Figure 5. Model plot of key differentially expressed genes identified between treated 1 and treated 2+ cattle (BAIAP2L2, ITIH4, NUMB, and P3H2). Gene expression levels of selected genes driving multiple significant enrichments are shown for all three severity groups, indicated by the x-axis (black: Healthy, purple: Treated 1, orange: Treated 2+) and further denoted by day (D0, D28, D63). Normalized relative gene expression levels for selected genes are indicated by the y-axis. Dots represent the relative gene expression for an individual, spaghetti plot lines indicate the relative trend of gene expression over time for an individual, violin plots represent the distribution of relative gene expression for a severity group at each time point, and overlapping blue lines represent the fitted model utilized by glmmSeq.
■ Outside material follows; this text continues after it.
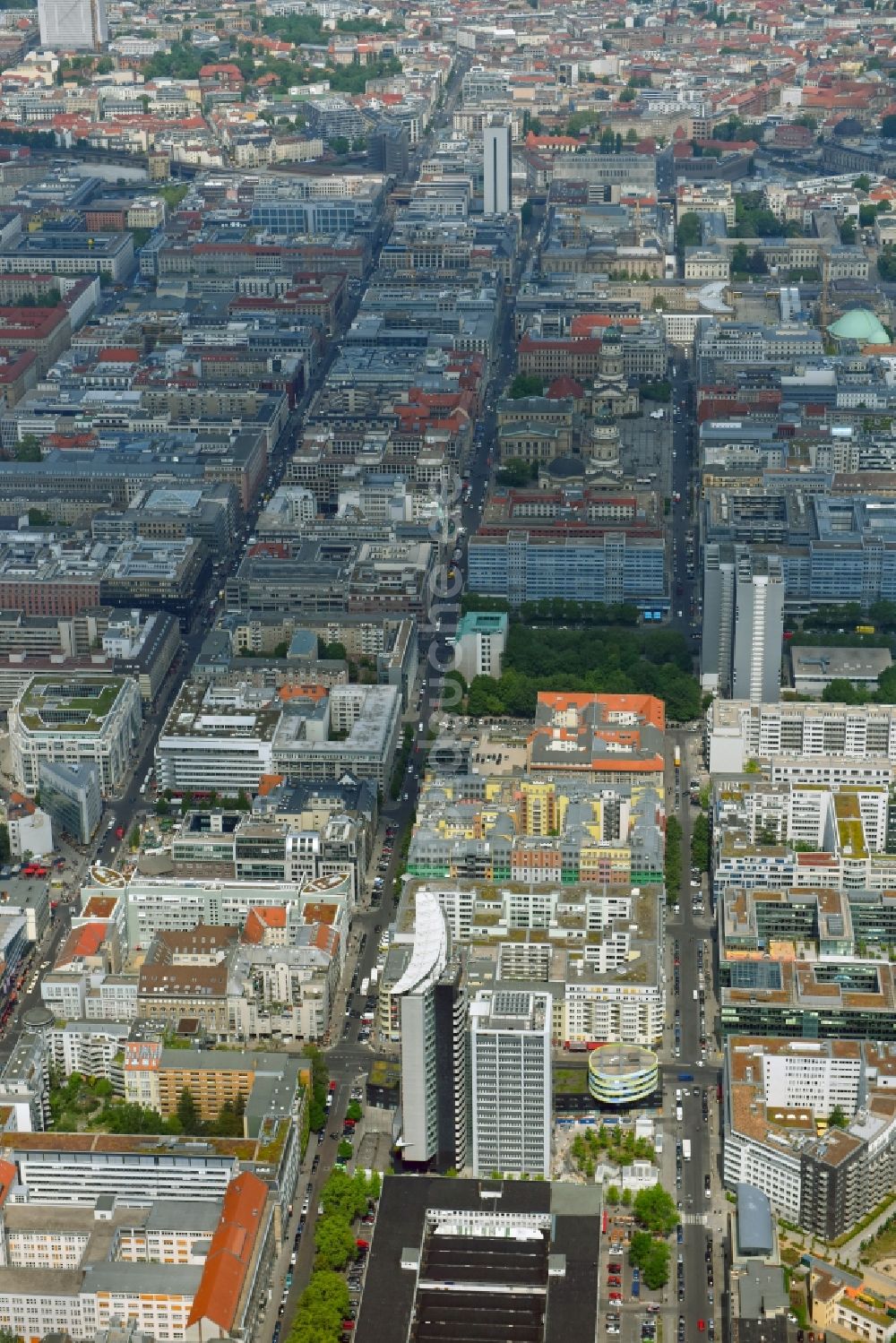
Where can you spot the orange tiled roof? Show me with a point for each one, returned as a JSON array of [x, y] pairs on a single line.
[[83, 942], [263, 917], [230, 1252]]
Upon evaluation of the DEGs identified through the interaction of Severity and Time, 38 and 36 enriched GO terms and pathways were discovered, respectively. These enrichments are primarily related to RNA processing and metabolism, DNA repair, biosynthesis of pro-resolving mediators, IL-3, IL-5, and CM-CSF signaling, IgA production, T-cell receptor signaling and costimulation, and ubiquitination and tyrosine kinase signal transduction of immune-mediated pathways. Notably, several of these immune-related terms and pathways were enriched by genes previously discovered in the aforementioned analyses, such as ALOX15, ARG1, BAIAP2L2, HBB, HBQ1, ITIH4, P3H2, and WFIKKN1. Trend-wise modeling of the genes driving these significant immune-related enrichments is found in Figure 6.
Figure 6. Model plot of key differentially expressed genes identified through the interaction of time and treatment frequency (CATHL1, CATHL3, MCF2L, CD3E, CD5, CD28, CD40LG, CRK, and GPX4). Gene expression levels of selected genes driving multiple significant enrichments are shown for all three severity groups, indicated by the x-axis (black: Healthy, purple: Treated 1, orange: Treated 2+) and further denoted by day (D0, D28, D63). Normalized relative gene expression levels for selected genes are indicated by the y-axis. Dots represent the relative gene expression for an individual, spaghetti plot lines indicate the relative trend of gene expression over time for an individual, violin plots represent the distribution of relative gene expression for a Severity group at each time point, and overlapping blue lines represent the fitted model utilized by glmmSeq.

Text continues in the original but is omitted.